One cannot live with the fear of not always being perfect.
There is a metaphor that stigmatizes human imperfection: the human being (who often seeks perfection for success) travels like a sailor who is forced to repair his ship in the middle of the sea, without being able to stop in a port. No repair will ever be perfect, ideal. It will always be a patch!
That is, we are imperfect, fragile, imprecise. Above all, we often have a distorted idea of life and we believe that to “be someone” it is necessary to make memorable things and choices. Unfortunately, this distorted idea of success progressively distances us from our authenticity, leading us to chase after winning models, or considered as such, in order not to appear banal, normal, ordinary people. We have built castles in the air, objectives that do not belong to us, false desires, in order to meet the expectations of an obviously bizarre society.
But let’s try to change perspective and consider the usefulness of making peace with our imperfection.
How much energy is wasted to be flawless? At work or at home. If, on the other hand, we resist the temptation to ask too much of our abilities, if we bear the discomfort of doing things inaccurately, we free ourselves from an unnecessary burden of anxiety.
In any case, it is always better to do something than nothing, blocked by the fear of not being ten, children of “all or nothing” absolutism. It is our continuous attempts to discard what has negative overtones that make us insecure: uncertainty, failure, melancholy. While accepting failure makes us feel better.
Perfectionism often arises from insecurity, because we believe we can be loved and welcomed only if we do not make mistakes or if we are in extraordinary health. And, then, we fill ourselves with rules and regulations, ending up stiff between a thousand stakes.
We cannot control everything. Every day we are bombarded with explicit or subliminal images and messages that tell us who and how we should be, otherwise we will be inadequate. What if instead, we started praising our simply imperfect life? Embracing it with everything is inside it, without being conditioned, not looking for an ideal that we will never reach.
As the metaphor recalls, we go around like ships patched up to the best. But those flaws represent the traces of our difference, uniqueness. It is us, with the defects, the scars, our pains, our evils.
Psychologists invite us to adopt self-compassion: respect for our arched body, the sweet look towards the memory that misfires or towards the wrinkle on the face. Self-compassion, when we feel discouraged in the face of uncertainty.
In the East, there is praise for the ability to appreciate the beauty of broken objects, to accept the transitory nature of all things.
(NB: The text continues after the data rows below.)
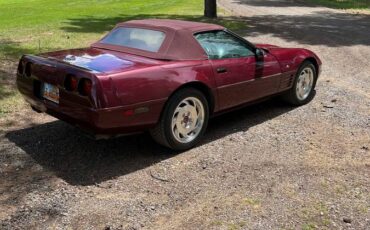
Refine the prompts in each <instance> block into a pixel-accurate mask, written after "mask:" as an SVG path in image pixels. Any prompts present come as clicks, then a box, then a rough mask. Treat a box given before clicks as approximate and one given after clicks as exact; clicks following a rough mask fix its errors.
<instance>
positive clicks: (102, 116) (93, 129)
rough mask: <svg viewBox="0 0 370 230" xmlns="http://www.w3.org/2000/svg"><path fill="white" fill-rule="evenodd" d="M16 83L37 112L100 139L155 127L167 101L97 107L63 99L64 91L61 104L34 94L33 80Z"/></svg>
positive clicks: (28, 100) (154, 100) (19, 88)
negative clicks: (43, 113)
mask: <svg viewBox="0 0 370 230" xmlns="http://www.w3.org/2000/svg"><path fill="white" fill-rule="evenodd" d="M19 78H21V79H19ZM17 86H18V90H19V91H20V93H21V94H22V95H23V97H24V98H25V100H26V101H27V103H29V104H30V105H31V106H32V107H33V108H34V109H35V110H36V111H39V112H45V113H47V114H49V115H51V116H53V117H56V118H58V119H60V120H63V121H65V122H67V123H69V124H71V125H74V126H77V127H79V128H81V129H82V130H83V131H85V132H87V133H89V134H90V135H93V136H94V137H99V138H106V137H109V136H115V135H119V134H130V133H138V132H143V131H145V130H147V129H149V128H151V127H153V126H154V125H155V124H156V122H157V121H158V119H159V116H160V113H161V111H162V108H163V105H164V103H165V101H166V99H160V100H153V101H148V102H144V103H138V104H133V105H127V106H119V107H114V108H103V109H95V108H90V107H87V106H85V105H81V104H78V103H76V102H74V101H71V100H64V99H63V98H62V96H63V94H61V98H60V103H59V104H56V103H54V102H52V101H49V100H46V99H43V98H40V97H38V96H37V95H35V92H34V88H33V83H32V79H24V78H23V77H18V78H17ZM143 108H145V109H143ZM126 111H134V113H130V114H127V113H126Z"/></svg>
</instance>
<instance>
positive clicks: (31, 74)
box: [24, 62, 32, 77]
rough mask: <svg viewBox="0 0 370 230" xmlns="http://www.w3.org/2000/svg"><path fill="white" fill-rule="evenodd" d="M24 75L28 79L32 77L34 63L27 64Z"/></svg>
mask: <svg viewBox="0 0 370 230" xmlns="http://www.w3.org/2000/svg"><path fill="white" fill-rule="evenodd" d="M24 74H25V75H26V76H27V77H31V75H32V63H31V62H27V64H26V68H25V70H24Z"/></svg>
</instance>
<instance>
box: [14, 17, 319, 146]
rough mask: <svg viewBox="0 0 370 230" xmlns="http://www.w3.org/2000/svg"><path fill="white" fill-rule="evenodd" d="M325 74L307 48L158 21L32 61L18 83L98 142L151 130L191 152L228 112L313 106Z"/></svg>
mask: <svg viewBox="0 0 370 230" xmlns="http://www.w3.org/2000/svg"><path fill="white" fill-rule="evenodd" d="M320 70H321V61H320V59H319V58H318V57H317V56H316V55H315V54H314V53H313V52H311V51H309V50H306V49H297V48H281V47H277V46H273V45H266V44H263V45H258V44H257V45H255V44H252V43H250V42H248V41H247V40H245V39H244V38H242V37H240V36H238V35H236V34H234V33H233V32H231V31H229V30H227V29H226V28H224V27H222V26H219V25H213V24H206V23H198V22H188V21H178V20H160V19H152V20H135V21H128V22H124V23H120V24H118V25H117V26H116V27H115V28H114V29H113V30H112V31H111V32H110V33H108V34H107V35H106V36H105V37H103V38H102V39H101V40H100V41H98V42H96V43H94V44H92V45H91V46H90V47H88V48H83V49H73V50H63V51H57V52H50V53H44V54H39V55H37V56H34V55H24V56H23V57H22V58H21V60H20V62H19V66H18V73H17V85H18V89H19V91H20V92H21V93H22V95H23V96H24V98H25V100H26V101H27V102H28V103H29V104H30V105H31V106H32V108H33V109H34V110H36V111H38V112H46V113H48V114H50V115H52V116H54V117H57V118H59V119H61V120H64V121H66V122H68V123H71V124H73V125H76V126H78V127H80V128H82V129H83V130H86V131H88V132H89V133H92V134H94V136H95V137H97V138H99V137H100V138H103V137H110V136H115V135H120V134H130V133H137V132H142V131H146V130H149V131H150V133H151V135H152V136H153V138H154V139H155V140H156V141H157V142H158V143H160V144H162V145H164V146H167V147H169V148H172V149H176V150H184V149H188V148H191V147H192V146H194V145H195V144H197V143H198V142H199V140H200V138H201V137H202V135H203V134H204V132H205V130H206V127H207V123H208V119H209V117H211V116H214V115H217V114H219V113H220V112H224V111H227V110H231V109H233V108H237V107H239V106H242V105H245V104H247V103H249V102H252V101H256V100H258V99H262V98H266V97H269V96H272V95H278V94H279V95H282V96H283V98H285V99H286V101H288V102H289V103H291V104H293V105H303V104H305V103H307V102H309V101H310V100H311V99H312V98H313V96H314V88H315V84H316V80H317V77H318V75H319V73H320Z"/></svg>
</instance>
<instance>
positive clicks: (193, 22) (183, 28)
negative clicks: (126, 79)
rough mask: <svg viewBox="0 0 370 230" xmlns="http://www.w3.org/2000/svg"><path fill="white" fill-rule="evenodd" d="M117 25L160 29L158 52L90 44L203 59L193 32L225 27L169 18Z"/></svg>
mask: <svg viewBox="0 0 370 230" xmlns="http://www.w3.org/2000/svg"><path fill="white" fill-rule="evenodd" d="M118 27H129V28H142V29H149V30H156V31H161V32H164V33H165V34H166V37H165V39H164V41H163V44H162V45H161V47H160V49H159V50H158V52H150V51H145V50H140V49H135V48H130V47H124V46H117V45H111V44H103V43H100V42H97V43H94V44H92V45H91V46H92V47H95V48H102V49H109V50H115V51H119V52H125V53H130V54H135V55H139V56H144V57H148V58H153V59H163V60H205V59H208V57H207V54H206V53H205V51H204V50H203V48H202V47H201V46H200V44H199V43H198V42H197V41H196V39H195V38H194V36H193V35H194V33H198V32H204V31H212V30H224V29H225V28H224V27H222V26H219V25H214V24H209V23H201V22H189V21H181V20H169V19H147V20H132V21H127V22H123V23H119V24H118V25H117V26H116V27H115V28H114V29H116V28H118Z"/></svg>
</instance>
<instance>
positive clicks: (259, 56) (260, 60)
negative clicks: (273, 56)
mask: <svg viewBox="0 0 370 230" xmlns="http://www.w3.org/2000/svg"><path fill="white" fill-rule="evenodd" d="M255 53H256V59H257V61H263V59H264V58H263V57H264V56H265V51H264V50H263V49H260V48H257V49H256V51H255Z"/></svg>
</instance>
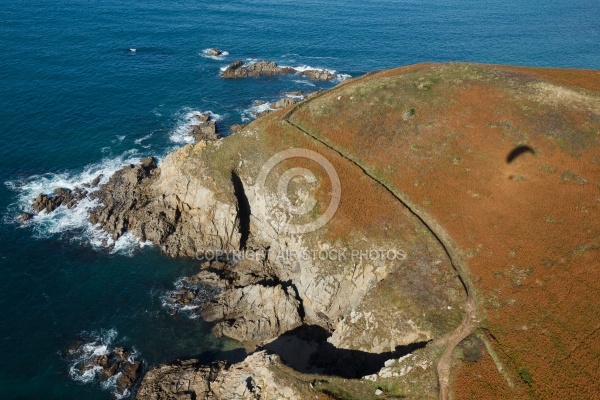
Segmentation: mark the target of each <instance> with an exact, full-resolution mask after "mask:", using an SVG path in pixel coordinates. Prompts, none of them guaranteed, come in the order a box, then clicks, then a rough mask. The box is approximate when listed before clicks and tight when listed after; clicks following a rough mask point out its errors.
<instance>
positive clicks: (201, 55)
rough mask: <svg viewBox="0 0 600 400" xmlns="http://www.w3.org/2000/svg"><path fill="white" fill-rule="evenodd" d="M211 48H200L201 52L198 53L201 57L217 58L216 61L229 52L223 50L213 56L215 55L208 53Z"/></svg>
mask: <svg viewBox="0 0 600 400" xmlns="http://www.w3.org/2000/svg"><path fill="white" fill-rule="evenodd" d="M211 50H212V49H204V50H202V53H200V55H201V56H202V57H205V58H210V59H212V60H217V61H222V60H224V59H225V57H227V56H228V55H229V53H228V52H226V51H223V52H222V53H221V54H220V55H218V56H215V55H212V54H210V51H211Z"/></svg>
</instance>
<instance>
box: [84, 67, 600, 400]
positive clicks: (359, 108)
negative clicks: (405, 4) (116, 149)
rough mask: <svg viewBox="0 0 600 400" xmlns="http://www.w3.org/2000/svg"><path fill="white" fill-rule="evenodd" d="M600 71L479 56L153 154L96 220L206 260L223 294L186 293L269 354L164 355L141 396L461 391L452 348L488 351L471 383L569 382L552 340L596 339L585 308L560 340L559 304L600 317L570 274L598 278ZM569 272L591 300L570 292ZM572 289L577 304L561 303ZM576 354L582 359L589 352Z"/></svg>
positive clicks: (96, 216) (103, 224)
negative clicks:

A scholar and writer has indicated ten guidelines for accepting one’s vulnerability and living more free from conditioning. For the scholar, we live better if we leave behind what others think, perfectionism, the sense of helplessness, the feeling of inadequacy, the need for certainty, comparison, productivity as an absolute value, anxiety as a lifestyle. , insecurity, the idea of always being self-controlled.
As I have written in the past, perfection is complete, absolute, certain, and unchangeable……but it is, therefore “boring”, always the same, saturated and saturating! In many years of work and research, I have not found a single individual and organizational behavior rule that would work anywhere and would rule over time and space. Perfection (especially managerial) does not exist and, if it is described in the books, does not work in reality, does not produce success. What is needed is the imperfection: an act brave, tenacious, practical, humble, flexible, confident, hard, that can be corrected at any time, that can be improved. We win by trying and trying again, fixing, patching, correcting, and, above all, do not give up, but continuing to try solutions.
Let’s rehabilitate imperfection, therefore, because this makes us more human too.